Fast-forward to this summer when one of my cousins found me on Facebook. That single friend request started a barrage of friend requests from a number of my cousins, many of whom have somehow learned about Facebook. Most of my extended family lives in the Middle East. I’m lucky if I see them once a decade (seriously). I’m not that close to any of my cousins (as the Olsons would say, distance matters!). My worlds were colliding yet again! Not only were my cousins being exposed to my grad school world – they came into it with a different cultural context. In light of the differences between my two cultures (American and Arab), I wondered how they’d interpret my profile, photos, and wall posts. In real-life, I know enough about my two cultures to know what to say and how to act in each distinct context. My Facebook profile doesn’t.

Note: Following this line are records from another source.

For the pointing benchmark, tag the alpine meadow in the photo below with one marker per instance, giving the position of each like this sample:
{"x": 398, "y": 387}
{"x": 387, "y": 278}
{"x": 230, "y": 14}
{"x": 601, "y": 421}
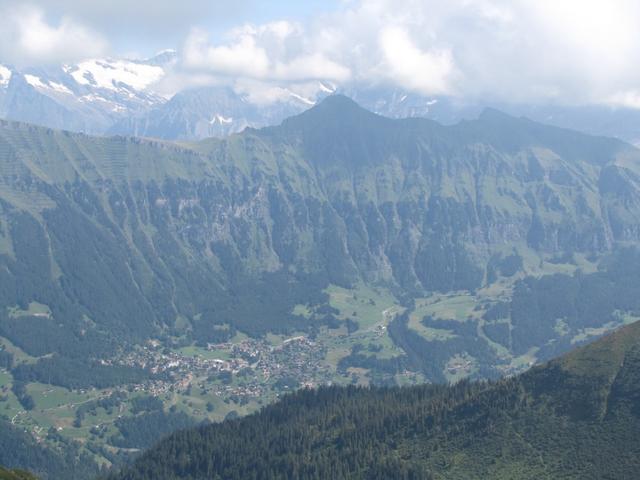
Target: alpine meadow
{"x": 353, "y": 240}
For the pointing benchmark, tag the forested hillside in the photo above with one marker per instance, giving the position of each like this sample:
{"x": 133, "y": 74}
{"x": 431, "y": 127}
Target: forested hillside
{"x": 575, "y": 418}
{"x": 204, "y": 280}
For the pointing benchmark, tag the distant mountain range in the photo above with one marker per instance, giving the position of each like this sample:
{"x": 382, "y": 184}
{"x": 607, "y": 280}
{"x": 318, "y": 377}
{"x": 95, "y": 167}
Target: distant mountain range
{"x": 118, "y": 96}
{"x": 369, "y": 250}
{"x": 576, "y": 417}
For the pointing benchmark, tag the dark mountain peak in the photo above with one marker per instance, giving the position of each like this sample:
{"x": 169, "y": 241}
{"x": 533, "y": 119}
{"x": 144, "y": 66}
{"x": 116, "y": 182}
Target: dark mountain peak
{"x": 336, "y": 111}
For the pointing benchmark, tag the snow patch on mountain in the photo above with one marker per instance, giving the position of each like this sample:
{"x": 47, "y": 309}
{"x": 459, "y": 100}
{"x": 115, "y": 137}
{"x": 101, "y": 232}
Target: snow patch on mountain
{"x": 112, "y": 74}
{"x": 302, "y": 99}
{"x": 327, "y": 88}
{"x": 51, "y": 86}
{"x": 221, "y": 120}
{"x": 5, "y": 76}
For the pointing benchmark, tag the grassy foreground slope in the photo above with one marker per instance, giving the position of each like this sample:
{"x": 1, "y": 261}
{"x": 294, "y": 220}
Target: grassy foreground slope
{"x": 576, "y": 417}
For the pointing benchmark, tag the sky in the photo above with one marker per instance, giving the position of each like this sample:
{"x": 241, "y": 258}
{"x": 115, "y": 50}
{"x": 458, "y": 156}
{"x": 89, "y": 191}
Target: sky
{"x": 533, "y": 51}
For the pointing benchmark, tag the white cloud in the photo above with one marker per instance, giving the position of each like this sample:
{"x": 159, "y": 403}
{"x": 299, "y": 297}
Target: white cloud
{"x": 242, "y": 58}
{"x": 270, "y": 52}
{"x": 428, "y": 72}
{"x": 26, "y": 38}
{"x": 563, "y": 51}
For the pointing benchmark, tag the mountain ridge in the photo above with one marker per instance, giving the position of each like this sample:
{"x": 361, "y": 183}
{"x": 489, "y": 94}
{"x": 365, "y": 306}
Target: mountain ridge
{"x": 425, "y": 432}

I wish I had a good solution for the worlds collide problem but I don’t. To me, it seems yet another way that social software fails to express the nuances of real-life social interaction. Our daily social interactions are full of millions of IF/ELSE statements that are processed in seconds and without us even recognizing it. It is the sort of complex logic that would take years to code and we still wouldn’t get it right. On the plus side, my worlds colliding on Facebook hasn’t been all bad. In fact, Facebook has humanized some of my co-workers. In recent months, it has also helped me keep in better touch with my family overseas. In the past, my mom was the gatekeeper for that sort of news. Now, I’m all like, “Oh yeah, I knew they had a baby, I just saw the photos online the other day.”
But the final straw occurred yesterday when my aunt’s sister (my aunt through marriage) added me as a friend on Facebook. OH MY GAWD – THE GROWNUPS ARE HERE! WORLDS COLLIDE!
* My former co-worker Anu gets all the credit for appropriately applying the world’s theory to Facebook.
** Apologies for the time stamp of this post. I can’t sleep and when I can’t sleep, I write.